19 July 2010

Bloom's fantasy--not quite half way

I'm still tackling Ulysses. Alas, I'm not even halfway through! The most recent episode took place on Sandymount strand, where Leopold Bloom sees a pretty girl--Gerty McDowell--who flirts with him from afar. Most of the scene is told from her perspective in the ornate and overheated style of 19th-century romance novels. She daydreams rhapsodically about love while sitting on the beach with her friends. When they are distracted, she contorts her body in order to reveal her legs and underthings to Bloom. He eyes her from behind a rock and masturbates as she becomes more emboldened. A fireworks show is in progress, and Bloom's climax occurs as they burst overhead.
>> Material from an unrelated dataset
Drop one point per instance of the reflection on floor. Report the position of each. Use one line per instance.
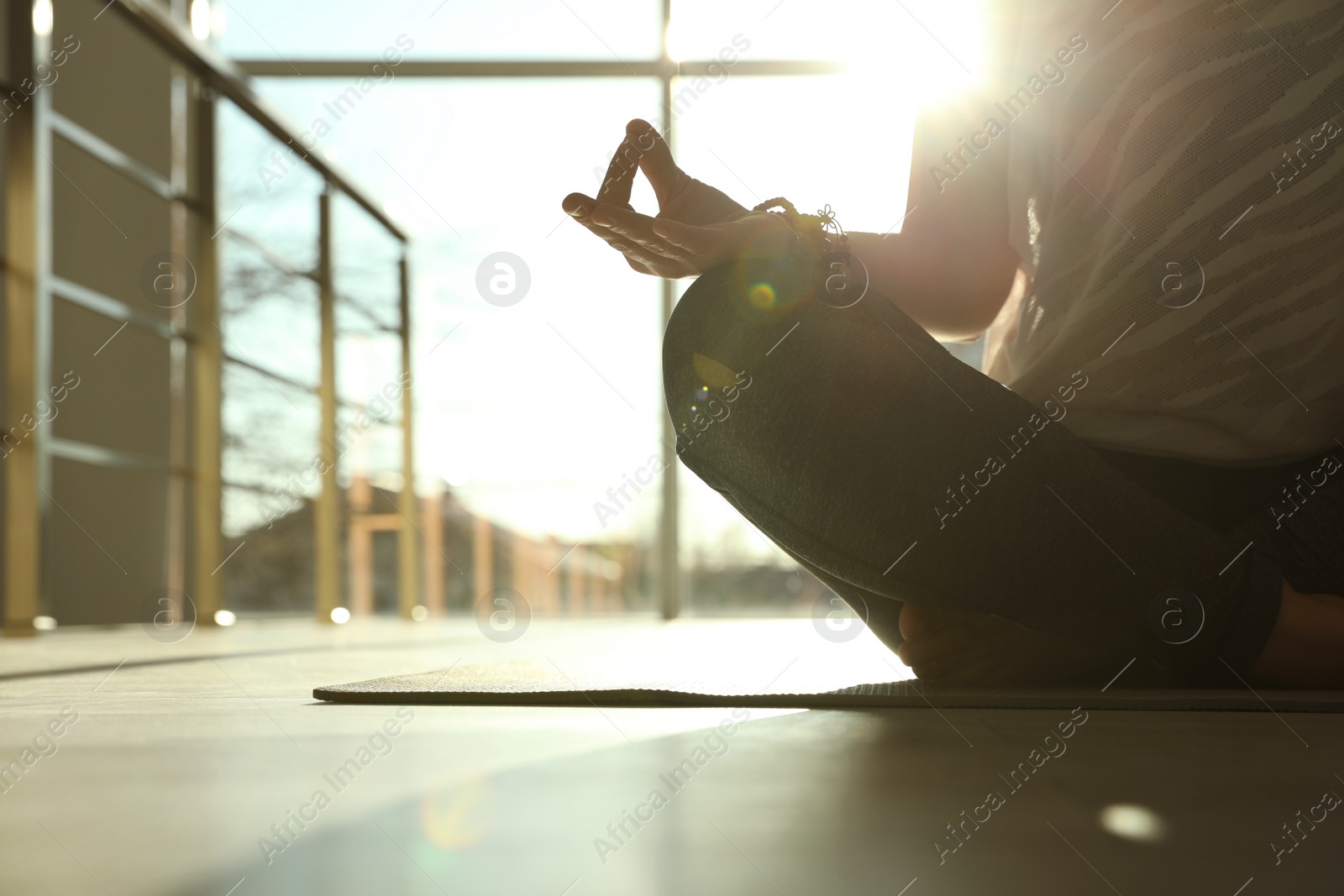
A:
(206, 768)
Here's a sample:
 And then a rocket sprang and bang shot blind and O! then the Roman candle burst and it was like a sigh of O! and everyone cried O! O! in raptures and it gushed out of it a stream of rain gold hair threads and they shed and ah! they were all dewy stars falling with golden, O so lovely! O so soft, sweet, soft!
The rest of the section is told mostly via Bloom's stream-of-consciousness. He ruminates on his actions, thinking that he was a cad and behaved like a brute, but he also rationalizes, telling himself that she enjoyed his attention and that all women appreciate being reminded of their sexual hold over men. He also fantasizes about seeing her again:
O! Exhausted that female has me. Not so young now. Will she come here tomorrow? Wait for her somewhere for ever. Must come back. Murderers do. Will I?
It's a strange book, and a difficult one, but as I mentioned before I find it oddly compelling. I have a feeling that I'll be coming back to it--like a murderer to his crime scene--after I finally finish.